The entire concept of Female Sexual Dysfunction (FSD) is controversial. Does the FDA exhibit gender bias by approving drugs for male sexual dysfunction that have potentially serious side effects while not approving any drug for FSD? Is FSD real? Is the female sexual response simply too complicated to be addressed by medication?
The FDA has rejected both Intrinsa, a female testosterone patch that was approved in Europe and Australia, as well as Flibanserin in its first submissionseveral years ago. The current submission includes additional safety data requested by the FDA.
Dr. Robin Kroll and Dr. Suzanne Barbier (now retired) have been pioneers in the field of female sexual dysfunction research. Over the last 15 years they have conducted clinical trials on Viagra, Intrinsa, Testim, Flibanserin, Vaginorm, Bremelanotide, and several other compounds.
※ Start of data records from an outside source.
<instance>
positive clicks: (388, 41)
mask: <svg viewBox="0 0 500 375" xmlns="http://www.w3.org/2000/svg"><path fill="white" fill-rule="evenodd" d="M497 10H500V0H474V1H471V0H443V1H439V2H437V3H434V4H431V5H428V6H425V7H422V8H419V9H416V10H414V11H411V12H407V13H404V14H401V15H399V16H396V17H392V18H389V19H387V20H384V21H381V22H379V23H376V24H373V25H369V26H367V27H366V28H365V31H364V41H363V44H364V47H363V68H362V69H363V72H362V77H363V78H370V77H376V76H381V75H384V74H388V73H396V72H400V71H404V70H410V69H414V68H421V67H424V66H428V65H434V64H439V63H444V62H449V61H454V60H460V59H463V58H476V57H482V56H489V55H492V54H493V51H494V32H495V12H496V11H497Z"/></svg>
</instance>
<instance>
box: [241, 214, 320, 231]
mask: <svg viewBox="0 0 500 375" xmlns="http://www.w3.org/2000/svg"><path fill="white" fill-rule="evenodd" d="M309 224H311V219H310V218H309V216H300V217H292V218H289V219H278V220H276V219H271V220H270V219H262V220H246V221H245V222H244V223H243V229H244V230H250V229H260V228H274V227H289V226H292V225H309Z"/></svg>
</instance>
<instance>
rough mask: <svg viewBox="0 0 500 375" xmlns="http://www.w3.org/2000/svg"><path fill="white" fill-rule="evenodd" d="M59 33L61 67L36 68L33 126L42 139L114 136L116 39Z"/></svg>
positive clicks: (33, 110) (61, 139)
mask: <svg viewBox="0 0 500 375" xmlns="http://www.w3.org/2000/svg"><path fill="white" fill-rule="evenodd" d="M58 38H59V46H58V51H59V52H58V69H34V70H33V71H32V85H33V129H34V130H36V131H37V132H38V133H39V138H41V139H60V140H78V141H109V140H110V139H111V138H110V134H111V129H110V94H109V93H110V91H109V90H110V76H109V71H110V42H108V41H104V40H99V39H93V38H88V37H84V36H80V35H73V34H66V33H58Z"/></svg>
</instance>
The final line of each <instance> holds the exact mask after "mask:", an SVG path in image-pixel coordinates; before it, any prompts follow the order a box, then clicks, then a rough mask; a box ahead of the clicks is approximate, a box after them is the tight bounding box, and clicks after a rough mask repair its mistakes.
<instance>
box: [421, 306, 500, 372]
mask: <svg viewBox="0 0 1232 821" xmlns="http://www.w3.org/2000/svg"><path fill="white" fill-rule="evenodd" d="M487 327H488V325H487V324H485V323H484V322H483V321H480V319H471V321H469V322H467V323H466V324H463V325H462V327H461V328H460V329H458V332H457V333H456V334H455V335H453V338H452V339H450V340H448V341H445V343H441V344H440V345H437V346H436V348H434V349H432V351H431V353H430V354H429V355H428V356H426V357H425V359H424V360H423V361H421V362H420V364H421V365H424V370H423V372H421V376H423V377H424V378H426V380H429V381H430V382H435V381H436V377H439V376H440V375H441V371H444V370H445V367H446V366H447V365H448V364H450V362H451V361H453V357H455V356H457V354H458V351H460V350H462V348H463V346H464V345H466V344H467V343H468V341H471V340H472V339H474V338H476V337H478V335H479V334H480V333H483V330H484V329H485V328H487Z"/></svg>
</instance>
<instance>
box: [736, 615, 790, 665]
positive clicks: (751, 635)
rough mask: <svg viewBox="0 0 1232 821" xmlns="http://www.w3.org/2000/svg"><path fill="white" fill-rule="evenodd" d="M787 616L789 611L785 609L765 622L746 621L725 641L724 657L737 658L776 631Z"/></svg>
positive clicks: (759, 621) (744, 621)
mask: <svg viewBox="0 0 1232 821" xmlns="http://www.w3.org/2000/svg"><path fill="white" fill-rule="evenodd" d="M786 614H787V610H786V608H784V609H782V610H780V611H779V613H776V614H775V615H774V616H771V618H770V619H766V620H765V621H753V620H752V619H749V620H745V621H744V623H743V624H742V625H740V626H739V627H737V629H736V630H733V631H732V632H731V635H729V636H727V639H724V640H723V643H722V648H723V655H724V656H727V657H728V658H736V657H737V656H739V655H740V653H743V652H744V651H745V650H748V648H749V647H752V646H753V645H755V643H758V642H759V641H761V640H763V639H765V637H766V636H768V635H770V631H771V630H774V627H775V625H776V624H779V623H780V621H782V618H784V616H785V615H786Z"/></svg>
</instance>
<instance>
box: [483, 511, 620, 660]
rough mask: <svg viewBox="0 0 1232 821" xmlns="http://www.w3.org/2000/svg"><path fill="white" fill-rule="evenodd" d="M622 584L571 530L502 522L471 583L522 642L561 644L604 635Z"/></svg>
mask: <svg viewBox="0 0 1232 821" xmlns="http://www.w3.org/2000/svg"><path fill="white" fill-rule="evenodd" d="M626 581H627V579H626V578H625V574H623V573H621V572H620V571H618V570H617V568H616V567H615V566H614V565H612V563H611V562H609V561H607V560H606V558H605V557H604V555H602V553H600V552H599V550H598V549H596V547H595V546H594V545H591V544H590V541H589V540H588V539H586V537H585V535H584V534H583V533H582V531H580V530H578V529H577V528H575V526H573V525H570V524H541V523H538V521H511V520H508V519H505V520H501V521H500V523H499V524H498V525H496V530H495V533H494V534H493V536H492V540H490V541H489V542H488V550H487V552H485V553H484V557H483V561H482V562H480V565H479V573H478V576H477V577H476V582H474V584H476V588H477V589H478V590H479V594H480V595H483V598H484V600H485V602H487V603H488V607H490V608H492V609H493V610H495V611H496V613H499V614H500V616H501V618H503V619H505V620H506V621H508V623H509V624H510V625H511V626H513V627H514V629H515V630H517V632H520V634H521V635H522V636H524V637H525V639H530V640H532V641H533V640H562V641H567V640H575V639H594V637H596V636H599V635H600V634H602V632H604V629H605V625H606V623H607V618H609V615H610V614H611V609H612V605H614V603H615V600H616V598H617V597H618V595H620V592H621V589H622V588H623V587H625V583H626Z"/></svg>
This work has made it clear to us that there is a pressing need for acknowledgment of the impact of FSD on the lives of women and for treatment options to be made available.
Should Flibanserin be approved, we look forward to introducing it to the Pacific Northwest. With many years experience diagnosing and treating FSD, we look forward to a new treatment option. Our experience with Flibanserin has been extensive and we hope to have the opportunity to use it outside of the clinical trial setting.
For now, we can only wait patiently, as women have for years and years, to see what the FDA will decide.